They’re ba-aack! It’s like Back to the Future for fashion, and if you still have your peasant blouses, bell bottoms, or anything crocheted or with ruffles or fringe tucked away somewhere, go get it! They’ve evolved, but not so much that you won’t recognize these classic 1970s fashion trends. There’s another ‘70s-era classic showing up this year, but you can’t wear it. Say “hello” again to avocado green and harvest gold!
The ‘70s got the vote for the most stylish decade ever. We think the greens, golds, and copper browns so loved by interior designers back then deserve a shout-out. In 2020, it’s all about jewel tones, brazen floral prints, and stone accents – and green and gold. A popular paint company even features shades of gold in four of their color palettes.

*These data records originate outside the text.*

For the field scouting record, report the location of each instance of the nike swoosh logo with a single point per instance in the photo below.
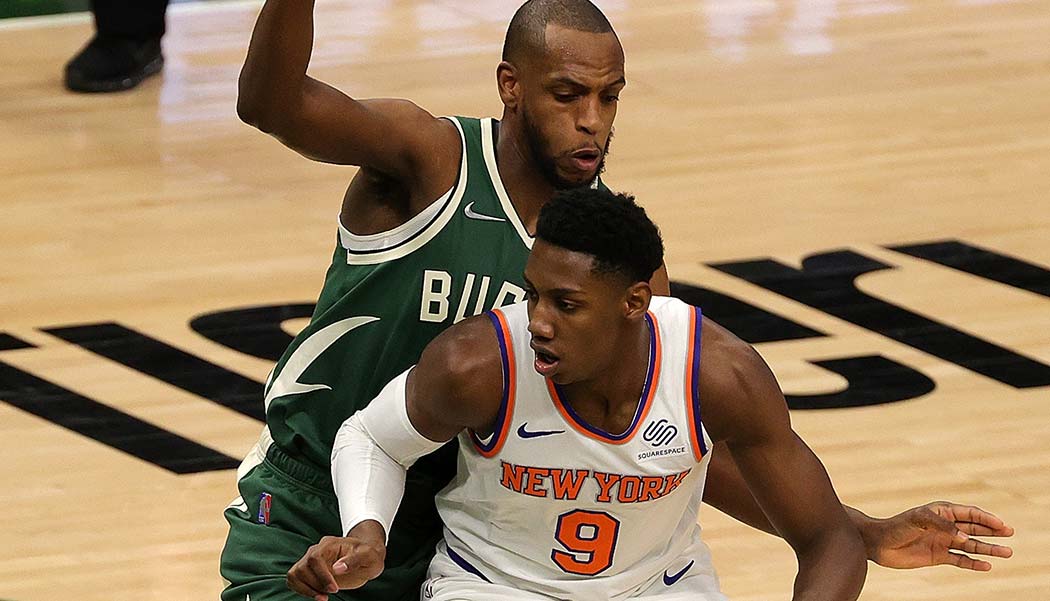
(238, 504)
(469, 212)
(538, 433)
(670, 579)
(288, 381)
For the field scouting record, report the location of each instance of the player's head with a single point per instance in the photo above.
(587, 281)
(560, 80)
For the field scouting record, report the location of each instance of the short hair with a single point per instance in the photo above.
(610, 227)
(527, 29)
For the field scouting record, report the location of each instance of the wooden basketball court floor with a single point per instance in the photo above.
(900, 147)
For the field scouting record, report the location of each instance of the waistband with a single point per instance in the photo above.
(299, 471)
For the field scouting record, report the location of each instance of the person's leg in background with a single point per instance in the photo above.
(125, 49)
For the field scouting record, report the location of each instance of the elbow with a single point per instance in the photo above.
(251, 110)
(256, 107)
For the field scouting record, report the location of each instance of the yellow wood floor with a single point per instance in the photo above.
(751, 128)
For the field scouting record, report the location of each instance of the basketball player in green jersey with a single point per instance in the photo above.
(434, 228)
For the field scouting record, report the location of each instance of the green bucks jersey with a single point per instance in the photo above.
(386, 295)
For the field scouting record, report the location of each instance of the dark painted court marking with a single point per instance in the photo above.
(873, 379)
(750, 323)
(107, 425)
(827, 282)
(982, 263)
(254, 331)
(167, 364)
(8, 343)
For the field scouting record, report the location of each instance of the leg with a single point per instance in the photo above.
(261, 546)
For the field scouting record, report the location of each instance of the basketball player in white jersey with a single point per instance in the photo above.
(586, 416)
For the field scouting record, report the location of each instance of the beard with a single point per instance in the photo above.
(544, 157)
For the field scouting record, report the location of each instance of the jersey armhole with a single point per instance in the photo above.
(375, 248)
(696, 436)
(490, 446)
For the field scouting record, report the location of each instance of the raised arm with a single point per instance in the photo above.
(393, 137)
(457, 384)
(939, 533)
(742, 406)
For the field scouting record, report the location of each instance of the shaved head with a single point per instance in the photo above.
(526, 36)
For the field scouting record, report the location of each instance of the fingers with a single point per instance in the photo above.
(312, 575)
(980, 547)
(972, 519)
(966, 562)
(359, 565)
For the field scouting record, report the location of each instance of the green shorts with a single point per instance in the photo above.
(286, 506)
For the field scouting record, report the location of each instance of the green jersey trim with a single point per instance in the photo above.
(488, 150)
(373, 249)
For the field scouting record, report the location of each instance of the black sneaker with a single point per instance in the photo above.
(113, 64)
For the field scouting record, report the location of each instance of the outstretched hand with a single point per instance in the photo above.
(335, 563)
(937, 534)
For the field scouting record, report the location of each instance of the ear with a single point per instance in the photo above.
(636, 299)
(509, 84)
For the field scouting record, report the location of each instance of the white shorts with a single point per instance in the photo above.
(690, 578)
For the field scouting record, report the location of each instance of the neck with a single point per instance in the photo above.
(523, 180)
(617, 389)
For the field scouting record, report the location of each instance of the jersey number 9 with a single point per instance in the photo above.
(590, 539)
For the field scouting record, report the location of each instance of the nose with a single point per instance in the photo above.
(539, 325)
(589, 118)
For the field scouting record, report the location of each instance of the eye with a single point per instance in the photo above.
(566, 306)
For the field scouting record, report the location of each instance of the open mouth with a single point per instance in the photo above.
(545, 363)
(586, 160)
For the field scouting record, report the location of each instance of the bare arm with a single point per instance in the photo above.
(935, 534)
(744, 408)
(457, 384)
(392, 137)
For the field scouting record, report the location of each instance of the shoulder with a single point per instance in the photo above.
(739, 394)
(462, 371)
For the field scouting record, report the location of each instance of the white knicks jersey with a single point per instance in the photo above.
(554, 505)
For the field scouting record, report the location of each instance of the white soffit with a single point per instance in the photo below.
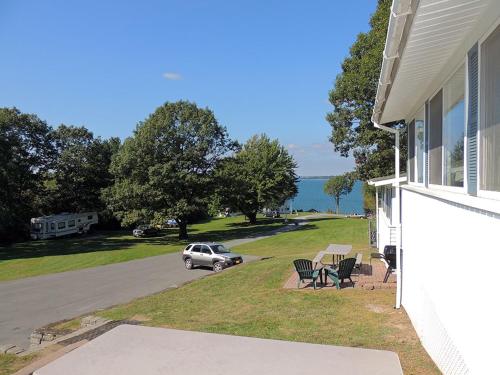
(438, 28)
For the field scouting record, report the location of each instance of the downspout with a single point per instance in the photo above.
(397, 213)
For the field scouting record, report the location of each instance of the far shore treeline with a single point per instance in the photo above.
(179, 163)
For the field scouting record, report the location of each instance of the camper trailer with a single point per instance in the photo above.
(63, 224)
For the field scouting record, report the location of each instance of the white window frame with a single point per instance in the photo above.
(415, 168)
(483, 193)
(454, 189)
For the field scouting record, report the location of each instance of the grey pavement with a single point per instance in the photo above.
(33, 302)
(130, 349)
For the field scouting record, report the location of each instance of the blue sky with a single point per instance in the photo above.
(261, 66)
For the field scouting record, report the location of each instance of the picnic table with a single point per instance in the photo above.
(335, 250)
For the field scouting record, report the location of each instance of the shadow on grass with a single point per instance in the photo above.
(123, 240)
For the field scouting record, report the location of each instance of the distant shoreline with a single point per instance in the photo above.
(314, 177)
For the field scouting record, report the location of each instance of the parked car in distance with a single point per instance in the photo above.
(171, 223)
(145, 231)
(209, 254)
(272, 213)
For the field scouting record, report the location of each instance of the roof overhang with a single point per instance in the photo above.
(422, 37)
(386, 180)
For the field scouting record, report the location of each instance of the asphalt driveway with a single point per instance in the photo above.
(33, 302)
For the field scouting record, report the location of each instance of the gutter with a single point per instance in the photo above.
(401, 15)
(397, 212)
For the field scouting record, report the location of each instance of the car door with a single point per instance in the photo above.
(206, 255)
(195, 253)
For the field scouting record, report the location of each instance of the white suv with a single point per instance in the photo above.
(209, 254)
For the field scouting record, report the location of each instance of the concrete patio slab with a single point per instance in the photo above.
(34, 302)
(145, 350)
(371, 277)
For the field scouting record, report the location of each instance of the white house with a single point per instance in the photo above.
(441, 74)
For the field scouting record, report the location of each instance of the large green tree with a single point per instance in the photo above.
(166, 169)
(80, 170)
(338, 186)
(26, 154)
(260, 175)
(353, 97)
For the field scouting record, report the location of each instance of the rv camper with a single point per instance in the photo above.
(63, 224)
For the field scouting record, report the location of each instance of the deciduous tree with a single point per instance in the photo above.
(260, 175)
(353, 97)
(26, 154)
(166, 169)
(80, 170)
(338, 186)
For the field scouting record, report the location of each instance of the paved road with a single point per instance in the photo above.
(33, 302)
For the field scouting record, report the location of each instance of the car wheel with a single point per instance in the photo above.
(218, 267)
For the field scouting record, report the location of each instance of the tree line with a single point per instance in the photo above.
(353, 98)
(179, 163)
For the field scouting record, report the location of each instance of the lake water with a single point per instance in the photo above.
(311, 195)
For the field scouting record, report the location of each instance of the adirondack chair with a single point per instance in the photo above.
(359, 263)
(343, 271)
(306, 271)
(391, 261)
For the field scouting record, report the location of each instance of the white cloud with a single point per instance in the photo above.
(172, 76)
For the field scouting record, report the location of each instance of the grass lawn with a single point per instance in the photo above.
(249, 300)
(43, 257)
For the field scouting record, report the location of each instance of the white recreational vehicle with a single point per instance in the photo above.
(61, 225)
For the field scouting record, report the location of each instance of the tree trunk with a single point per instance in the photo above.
(182, 230)
(252, 217)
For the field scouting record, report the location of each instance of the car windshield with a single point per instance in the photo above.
(36, 227)
(220, 249)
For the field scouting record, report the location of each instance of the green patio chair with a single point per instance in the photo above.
(306, 271)
(343, 271)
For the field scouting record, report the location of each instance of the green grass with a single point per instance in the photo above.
(35, 258)
(249, 300)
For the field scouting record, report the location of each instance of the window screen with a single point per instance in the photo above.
(419, 145)
(411, 150)
(490, 124)
(436, 139)
(454, 129)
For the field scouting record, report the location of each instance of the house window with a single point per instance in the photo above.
(419, 145)
(453, 129)
(411, 151)
(436, 139)
(490, 121)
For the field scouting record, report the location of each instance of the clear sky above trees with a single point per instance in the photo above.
(261, 66)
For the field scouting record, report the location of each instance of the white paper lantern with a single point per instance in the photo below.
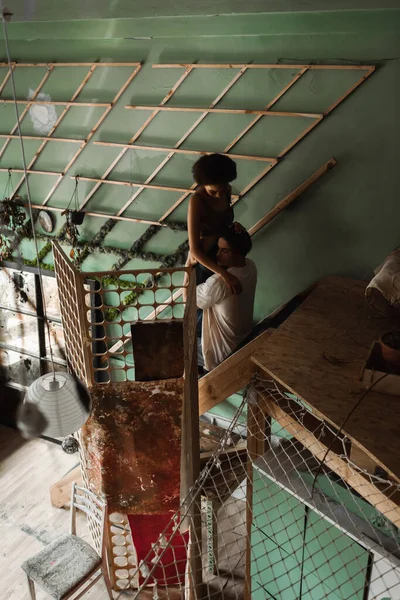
(55, 405)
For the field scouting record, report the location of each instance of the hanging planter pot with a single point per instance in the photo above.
(74, 216)
(12, 213)
(390, 346)
(77, 217)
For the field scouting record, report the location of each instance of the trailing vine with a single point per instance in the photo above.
(84, 249)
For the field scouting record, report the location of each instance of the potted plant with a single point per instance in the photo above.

If you’re feeling that ‘70s aura coming on, you’ll love this year’s color trends. With an infusion of vintage colors throughout your home, you can return to a time when “greige” wasn’t a thing and kitchens weren’t stark white. The ‘70s vibe is an acquired taste, but you don’t need to saturate your home in green and gold to enjoy it. Instead, just use a splash here and a pop there.
Another major paint supplier chose a shade of green for their color of the year, and it’s strikingly similar to the ‘70s avocado green. While they are ‘70s-inspired, green and gold today take on a whole different look. Warm and bold yet playful, these colors are making a new statement. They have new names as well – like olive, sage, and cargo.
No longer drab, harvest gold is now an earthy yellow-orange reminiscent of falling leaves and Thanksgiving tables. Let gold offset slate blues, dusky violets, and other earth tones for a modern twist on an old trend.
Speaking of old trends, brass is making a comeback, too, after a fallout with brushed nickel and stainless steel. Today, instead of having a hard, shiny surface, brass is being transformed. Much more subtle and warm, brass now has a brushed gold finish and it’s showing up all over the house. So, what to do with all that brushed nickel and chrome? Keep it! No longer is it considered taboo to mix metals. Just don’t mix more than two per room.
In a country recovering from the turmoil of the Vietnam War, it was natural to express the hope for peace and calm with warm, earthy colors and dark wood made so popular in 1970s homes. In a sense, we’re at the same crossroads today – at the start of a new decade, with hope for the future. It just feels right to bring back those peaceful, earthy colors from decades ago, doesn’t it?